From 70b13e3c27944292cfe658284878de5cb3a4918c Mon Sep 17 00:00:00 2001

From: Gabriele Cerami <gcerami@redhat.com>

Date: Wed, 2 Nov 2016 00:44:37 +0100

Subject: [PATCH] Redis: restore rundir security context

When selinux rules packages are installed, rundir does not yet exist,

and security context for it cannot be applied.
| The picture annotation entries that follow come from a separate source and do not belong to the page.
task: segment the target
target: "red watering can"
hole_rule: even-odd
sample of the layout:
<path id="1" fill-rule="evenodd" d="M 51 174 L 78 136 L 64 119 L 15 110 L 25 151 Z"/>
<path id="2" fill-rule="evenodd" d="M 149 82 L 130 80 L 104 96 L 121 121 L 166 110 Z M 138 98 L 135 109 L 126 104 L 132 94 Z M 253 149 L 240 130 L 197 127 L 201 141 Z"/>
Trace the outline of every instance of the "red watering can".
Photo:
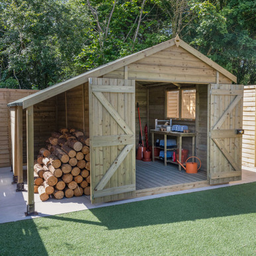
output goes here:
<path id="1" fill-rule="evenodd" d="M 187 162 L 189 159 L 191 159 L 193 157 L 194 157 L 196 159 L 198 159 L 200 163 L 200 165 L 198 168 L 198 164 L 196 162 Z M 186 160 L 186 168 L 178 159 L 176 160 L 184 168 L 184 170 L 186 170 L 186 172 L 187 173 L 197 173 L 198 170 L 201 168 L 200 159 L 199 159 L 198 157 L 188 157 L 188 159 Z"/>

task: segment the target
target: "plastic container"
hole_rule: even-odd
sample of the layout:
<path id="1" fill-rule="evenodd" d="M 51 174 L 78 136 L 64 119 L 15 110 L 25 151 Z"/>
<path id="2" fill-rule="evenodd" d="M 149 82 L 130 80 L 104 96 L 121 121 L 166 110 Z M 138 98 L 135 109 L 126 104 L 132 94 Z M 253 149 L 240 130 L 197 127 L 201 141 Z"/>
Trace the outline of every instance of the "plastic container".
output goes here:
<path id="1" fill-rule="evenodd" d="M 188 158 L 188 149 L 182 149 L 182 153 L 181 153 L 181 163 L 184 164 L 186 162 L 186 160 Z M 176 151 L 176 159 L 179 159 L 179 152 L 178 149 Z"/>
<path id="2" fill-rule="evenodd" d="M 146 147 L 139 147 L 137 151 L 137 160 L 142 160 L 143 158 L 143 152 L 146 151 Z"/>

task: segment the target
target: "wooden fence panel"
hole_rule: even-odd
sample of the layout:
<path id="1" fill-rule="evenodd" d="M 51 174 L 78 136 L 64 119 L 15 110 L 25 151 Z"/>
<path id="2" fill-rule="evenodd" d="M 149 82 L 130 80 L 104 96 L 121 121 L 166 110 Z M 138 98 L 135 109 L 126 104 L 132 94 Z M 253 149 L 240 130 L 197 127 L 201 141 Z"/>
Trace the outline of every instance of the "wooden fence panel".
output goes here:
<path id="1" fill-rule="evenodd" d="M 243 92 L 242 165 L 253 168 L 255 160 L 256 86 L 246 86 Z"/>

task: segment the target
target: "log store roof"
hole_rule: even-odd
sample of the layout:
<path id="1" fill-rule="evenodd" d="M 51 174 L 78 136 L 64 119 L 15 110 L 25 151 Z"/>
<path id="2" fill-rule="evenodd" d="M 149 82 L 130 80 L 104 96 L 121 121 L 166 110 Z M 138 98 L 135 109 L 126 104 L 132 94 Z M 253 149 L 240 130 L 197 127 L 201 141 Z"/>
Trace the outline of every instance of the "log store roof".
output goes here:
<path id="1" fill-rule="evenodd" d="M 23 108 L 25 109 L 80 84 L 86 83 L 90 77 L 99 77 L 101 76 L 104 76 L 111 71 L 122 68 L 126 65 L 135 62 L 139 60 L 147 57 L 175 44 L 177 47 L 182 47 L 182 48 L 185 49 L 188 52 L 197 57 L 198 59 L 206 63 L 208 65 L 210 66 L 212 68 L 218 71 L 220 73 L 222 73 L 227 78 L 229 78 L 231 81 L 236 83 L 237 78 L 234 75 L 218 65 L 217 63 L 210 60 L 209 58 L 206 57 L 205 55 L 198 52 L 197 50 L 191 47 L 184 41 L 181 40 L 177 35 L 175 38 L 168 40 L 166 42 L 129 55 L 126 57 L 123 57 L 115 61 L 109 62 L 106 64 L 100 66 L 98 68 L 88 71 L 66 81 L 48 87 L 34 94 L 11 102 L 8 104 L 8 106 L 12 107 L 19 105 L 23 106 Z"/>

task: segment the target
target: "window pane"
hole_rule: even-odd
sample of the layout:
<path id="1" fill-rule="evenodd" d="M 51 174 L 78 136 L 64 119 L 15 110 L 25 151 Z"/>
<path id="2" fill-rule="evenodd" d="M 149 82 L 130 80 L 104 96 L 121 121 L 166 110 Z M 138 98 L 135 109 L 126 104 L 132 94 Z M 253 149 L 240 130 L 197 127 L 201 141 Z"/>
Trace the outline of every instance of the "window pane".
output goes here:
<path id="1" fill-rule="evenodd" d="M 179 118 L 179 92 L 167 92 L 167 117 Z"/>
<path id="2" fill-rule="evenodd" d="M 196 118 L 196 90 L 182 90 L 182 102 L 181 117 L 194 119 Z"/>

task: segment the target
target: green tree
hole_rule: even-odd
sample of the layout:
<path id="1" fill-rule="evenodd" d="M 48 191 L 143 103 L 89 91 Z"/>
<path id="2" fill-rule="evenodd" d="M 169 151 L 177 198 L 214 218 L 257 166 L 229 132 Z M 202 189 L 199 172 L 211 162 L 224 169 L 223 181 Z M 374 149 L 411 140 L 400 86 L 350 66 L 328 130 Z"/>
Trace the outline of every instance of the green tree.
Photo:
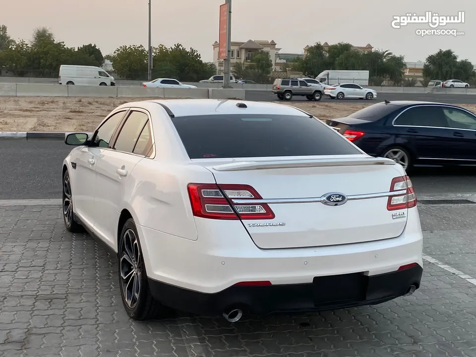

Calling restorecon after

dir creation ensures that the proper context is applied to the rundir.

If the context is not applied, selinux denies write permission, the unix

socket cannot be created, and redis does not start

---

 heartbeat/redis | 4 ++++

 1 file changed, 4 insertions(+)

diff --git a/heartbeat/redis b/heartbeat/redis

index f85b2f7..1fe8906 100755

--- a/heartbeat/redis

+++ b/heartbeat/redis

@@ -324,6 +324,10 @@ function start() {

 	[[ ! -d "$REDIS_RUNDIR" ]] && mkdir -p "$REDIS_RUNDIR"

 	chown -R "$REDIS_USER" "$REDIS_RUNDIR"

+	if have_binary "restorecon"; then

+		restorecon -Rv "$REDIS_RUNDIR"

+	fi

+

 	# check for 0 byte database dump file. This is an unrecoverable start

 	# condition that we can avoid by deleting the 0 byte database file.